The fame of the musician reached the peak in the meridian of life with the publication of his most important instrumental collections: Il cimento dell'armonia e dell'inventione Op. 8 and cetra Op. 9. The first collection, published in Amsterdam in 1725, contained a total of twelve concerts and began with the set of four concerts with violin soloist entitled the four seasons, the best of the collection and the most famous of his work.
The four seasons
The four seasons, Vivaldi demonstrates not only the semantic power of music, but also his ability to create sound, at once evocative and intimist climates. The work describes the annual cycle of nature, men working it and the animals that inhabit it. Each of the four concerts developed musically the sonnet by an unknown author that precedes it, whose verses draws a square of the station. Thus, spring, following what is represented in the sonnet, imitates the singing of the birds and the temporal; and the descriptive effort reaches details such as represented through the solo violin to the pastor who sleeps, while remaining violins imitating the murmur of plants and viola the dog's bark.
Summer first describes the stupor of nature under the aridity of the Sun and then a storm, already announced in the first movement and reaches the maximum of violence at the end. Autumn seems presided over by the God Bacchus; the composer presents the soporific intoxication of a villager, happy harvest; then, at dawn, part Hunter with their horns and their dogs in search of prey. Predominate sound images of snow and ice in the winter .
The popularity of this work goes back to the same time of its creation. Especially of the first concert, the spring, quickly circulated in France handwritten copies, arrangements and imitations. But at the end of 1730 the Venetian public began to show less interest in their music, so Vivaldi decided to in 1741 to try his luck in Vienna, where he died a month after his arrival in absolute poverty.

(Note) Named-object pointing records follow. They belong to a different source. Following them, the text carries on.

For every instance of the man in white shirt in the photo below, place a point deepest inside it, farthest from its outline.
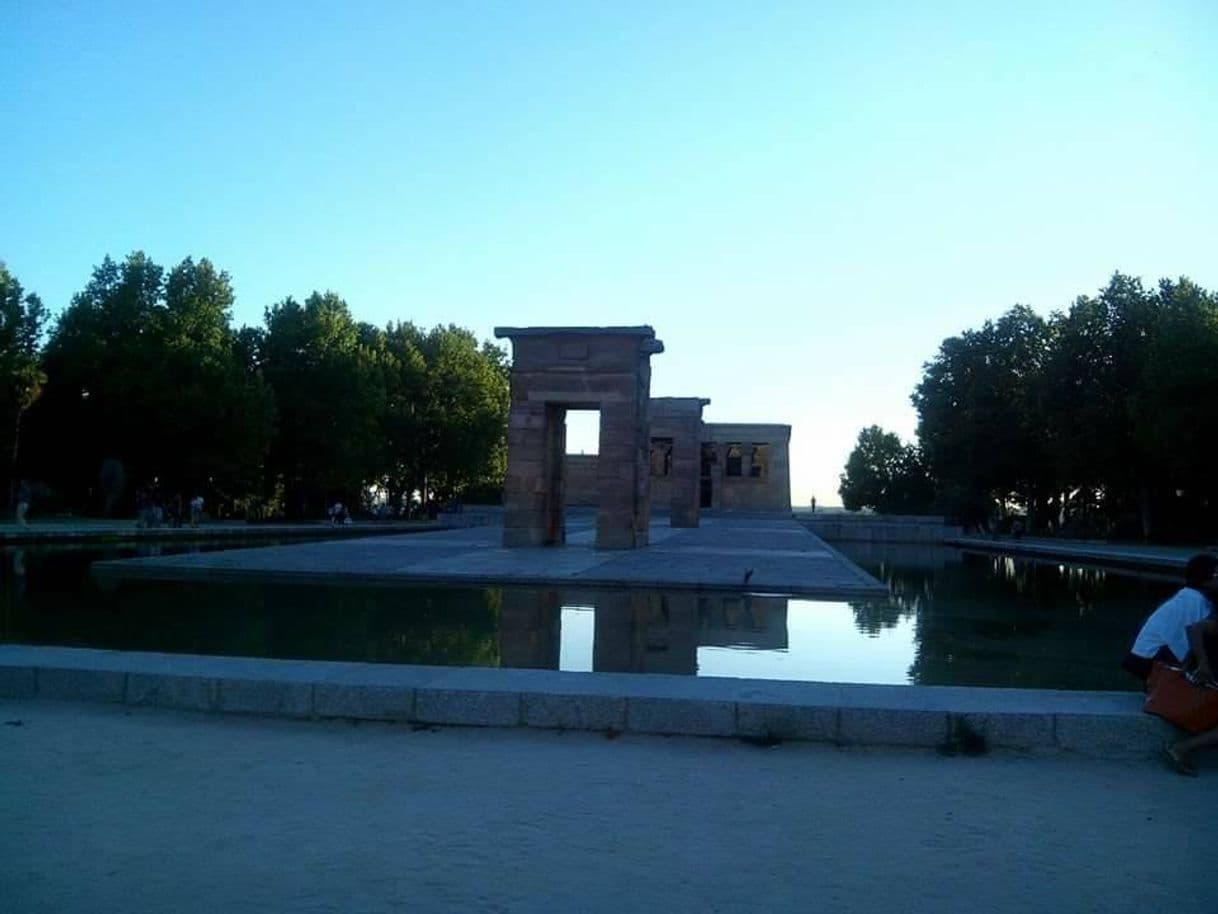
(1165, 635)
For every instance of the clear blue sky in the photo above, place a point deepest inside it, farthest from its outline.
(803, 199)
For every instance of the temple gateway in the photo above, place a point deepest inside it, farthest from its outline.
(652, 451)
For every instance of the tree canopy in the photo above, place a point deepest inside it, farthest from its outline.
(146, 386)
(1096, 421)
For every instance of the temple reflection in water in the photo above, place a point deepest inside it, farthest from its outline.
(543, 628)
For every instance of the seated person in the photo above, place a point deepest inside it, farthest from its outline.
(1165, 635)
(1203, 640)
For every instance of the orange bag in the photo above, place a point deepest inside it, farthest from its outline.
(1173, 696)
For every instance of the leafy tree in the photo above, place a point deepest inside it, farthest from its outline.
(467, 413)
(886, 475)
(21, 328)
(1093, 384)
(979, 421)
(146, 374)
(329, 393)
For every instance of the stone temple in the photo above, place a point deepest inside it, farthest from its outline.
(651, 450)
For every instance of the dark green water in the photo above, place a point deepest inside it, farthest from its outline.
(951, 619)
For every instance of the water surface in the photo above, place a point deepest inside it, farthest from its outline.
(951, 618)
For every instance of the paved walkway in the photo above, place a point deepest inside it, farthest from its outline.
(756, 555)
(141, 811)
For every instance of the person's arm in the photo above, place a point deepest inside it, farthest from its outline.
(1197, 644)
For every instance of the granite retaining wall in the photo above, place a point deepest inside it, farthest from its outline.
(932, 717)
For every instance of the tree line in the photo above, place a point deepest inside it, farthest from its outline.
(1098, 421)
(143, 385)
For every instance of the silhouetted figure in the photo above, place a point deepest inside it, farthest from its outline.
(23, 496)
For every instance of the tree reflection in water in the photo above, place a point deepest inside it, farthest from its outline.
(995, 620)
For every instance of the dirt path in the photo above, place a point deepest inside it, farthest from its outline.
(106, 809)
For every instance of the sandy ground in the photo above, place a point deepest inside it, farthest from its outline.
(110, 809)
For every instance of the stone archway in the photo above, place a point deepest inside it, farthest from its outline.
(560, 368)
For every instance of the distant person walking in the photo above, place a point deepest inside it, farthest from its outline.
(23, 495)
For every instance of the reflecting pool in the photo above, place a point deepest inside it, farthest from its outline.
(951, 618)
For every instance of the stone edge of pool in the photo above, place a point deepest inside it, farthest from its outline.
(1108, 724)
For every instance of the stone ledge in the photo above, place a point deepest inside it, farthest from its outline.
(931, 717)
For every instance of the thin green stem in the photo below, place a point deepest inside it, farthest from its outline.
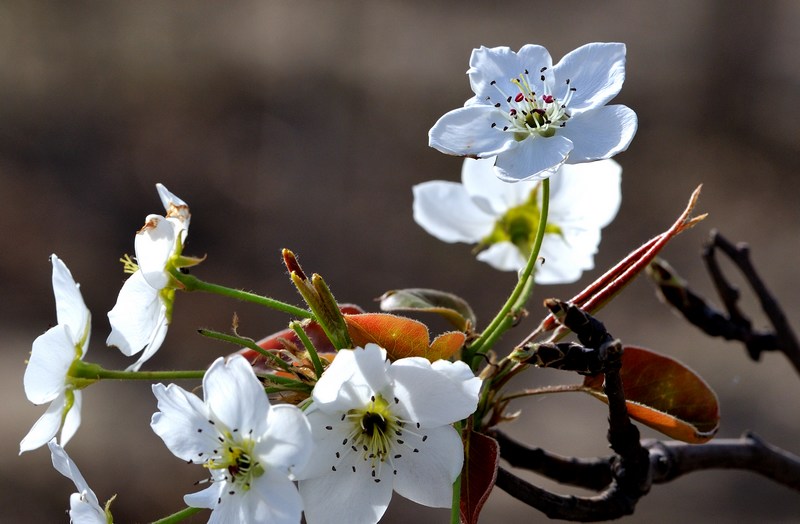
(94, 372)
(248, 343)
(192, 283)
(178, 516)
(505, 317)
(297, 327)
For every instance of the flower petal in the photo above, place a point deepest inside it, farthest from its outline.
(600, 133)
(427, 476)
(52, 355)
(154, 244)
(468, 131)
(286, 443)
(595, 70)
(431, 396)
(182, 423)
(504, 256)
(446, 211)
(235, 396)
(138, 319)
(535, 158)
(345, 497)
(70, 307)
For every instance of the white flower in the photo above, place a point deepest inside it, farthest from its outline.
(533, 116)
(248, 446)
(383, 426)
(84, 507)
(503, 218)
(143, 311)
(47, 375)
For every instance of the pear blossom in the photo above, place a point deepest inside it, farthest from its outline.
(141, 316)
(503, 218)
(381, 426)
(84, 506)
(249, 446)
(47, 374)
(532, 116)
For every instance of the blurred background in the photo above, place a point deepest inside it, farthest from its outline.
(304, 125)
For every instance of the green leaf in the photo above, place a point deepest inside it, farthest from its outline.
(453, 308)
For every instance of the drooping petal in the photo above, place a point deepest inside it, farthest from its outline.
(468, 131)
(596, 71)
(600, 133)
(446, 211)
(235, 379)
(138, 319)
(154, 244)
(427, 476)
(182, 423)
(431, 397)
(46, 427)
(535, 158)
(344, 497)
(52, 355)
(490, 193)
(286, 444)
(70, 307)
(272, 498)
(504, 256)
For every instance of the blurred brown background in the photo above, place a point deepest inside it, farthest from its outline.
(303, 125)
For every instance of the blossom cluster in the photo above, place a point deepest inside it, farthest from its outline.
(371, 423)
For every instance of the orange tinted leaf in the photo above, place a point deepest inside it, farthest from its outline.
(445, 345)
(479, 474)
(665, 395)
(400, 336)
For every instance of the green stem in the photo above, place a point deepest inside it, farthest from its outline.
(94, 372)
(297, 327)
(505, 317)
(178, 516)
(192, 283)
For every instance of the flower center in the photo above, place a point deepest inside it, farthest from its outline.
(532, 114)
(234, 462)
(519, 226)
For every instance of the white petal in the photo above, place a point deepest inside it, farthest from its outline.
(70, 307)
(286, 444)
(468, 131)
(345, 497)
(501, 65)
(182, 423)
(504, 256)
(46, 427)
(72, 420)
(446, 211)
(52, 355)
(351, 379)
(595, 70)
(490, 193)
(154, 244)
(271, 498)
(431, 397)
(235, 396)
(138, 319)
(600, 133)
(427, 477)
(535, 158)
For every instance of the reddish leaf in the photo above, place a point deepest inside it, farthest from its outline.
(665, 395)
(453, 308)
(479, 474)
(401, 337)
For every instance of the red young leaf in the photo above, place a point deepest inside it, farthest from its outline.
(665, 395)
(479, 474)
(401, 337)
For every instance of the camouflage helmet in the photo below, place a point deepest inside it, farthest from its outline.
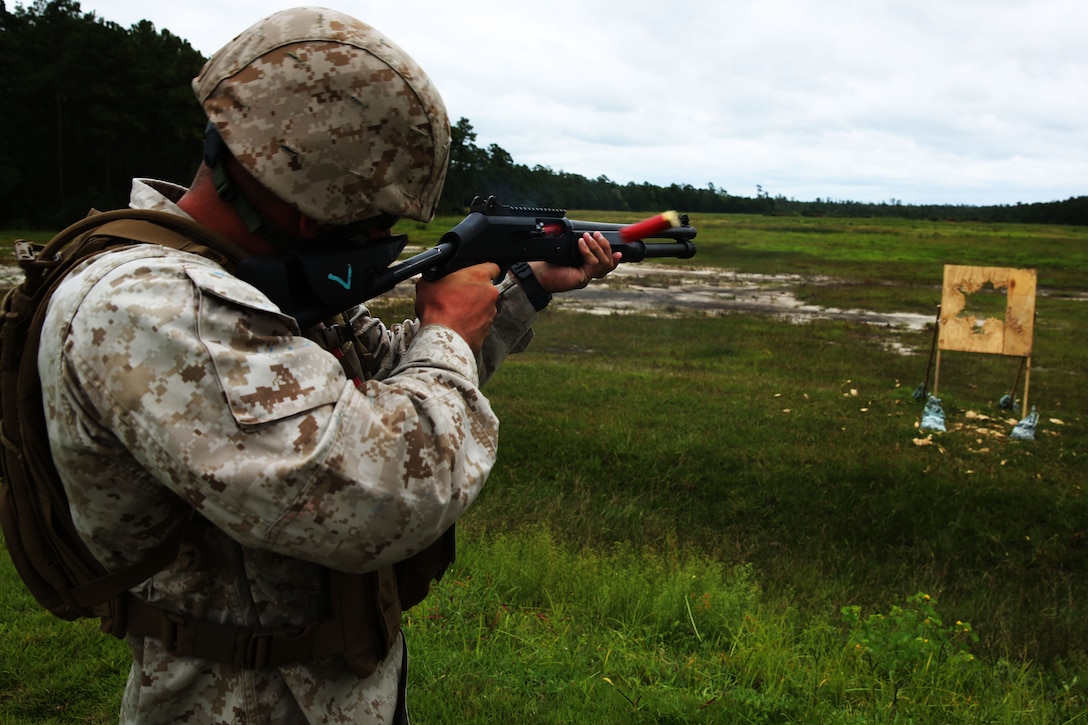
(330, 115)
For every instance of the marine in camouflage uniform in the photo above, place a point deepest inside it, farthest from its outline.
(172, 386)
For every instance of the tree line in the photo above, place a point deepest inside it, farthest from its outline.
(91, 105)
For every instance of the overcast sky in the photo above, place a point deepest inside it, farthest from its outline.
(926, 101)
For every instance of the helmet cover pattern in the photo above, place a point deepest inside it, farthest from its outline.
(331, 115)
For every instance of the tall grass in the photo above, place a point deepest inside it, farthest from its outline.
(736, 519)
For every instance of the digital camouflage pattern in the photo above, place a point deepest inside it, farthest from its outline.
(331, 115)
(170, 385)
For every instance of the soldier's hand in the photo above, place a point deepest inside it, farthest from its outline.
(462, 300)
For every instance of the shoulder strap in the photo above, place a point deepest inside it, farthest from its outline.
(46, 549)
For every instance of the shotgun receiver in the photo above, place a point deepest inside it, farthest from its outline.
(321, 281)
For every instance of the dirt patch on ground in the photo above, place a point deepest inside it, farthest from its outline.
(648, 290)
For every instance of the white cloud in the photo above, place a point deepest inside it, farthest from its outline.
(974, 101)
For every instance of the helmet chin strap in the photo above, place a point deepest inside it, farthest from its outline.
(255, 220)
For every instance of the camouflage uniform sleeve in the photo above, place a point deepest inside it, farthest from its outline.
(209, 389)
(510, 333)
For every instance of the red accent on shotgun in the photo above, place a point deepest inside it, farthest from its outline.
(650, 226)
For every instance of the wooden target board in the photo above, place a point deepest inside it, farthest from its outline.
(962, 330)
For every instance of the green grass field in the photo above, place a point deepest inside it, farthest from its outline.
(734, 519)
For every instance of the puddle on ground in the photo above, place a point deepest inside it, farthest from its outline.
(714, 291)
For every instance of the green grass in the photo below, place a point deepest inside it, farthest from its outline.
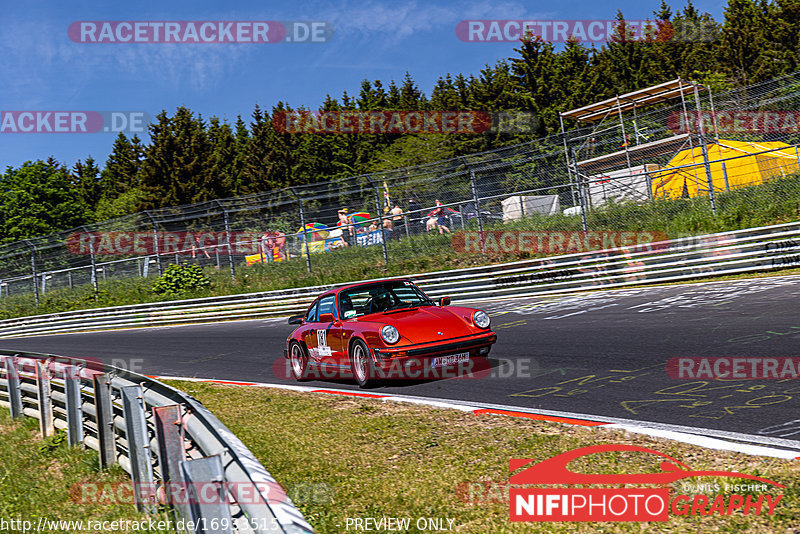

Fallen into oblivion after his death, the rediscovery of Vivaldi did not take place until the 20th century, thanks to the music of Bach, who transcribed had twelve concertos Vivaldi to different instruments. The interest by the German musician was precisely that solo paved the way towards the knowledge of an artist skilled in end, prolific as few and one of the architects of the evolution of the concert as we know it today.
After the second world war, just two decades after starting recovery and dissemination of its work, Vivaldi became one of the most performed authors in the world. Despite the sad end of the composer and the long period of oblivion, the Vivaldi work contributed, through Bach, to lay the foundations of what would become the music of the masters of classicism, especially in France, and consolidate the structure of the concert soloist.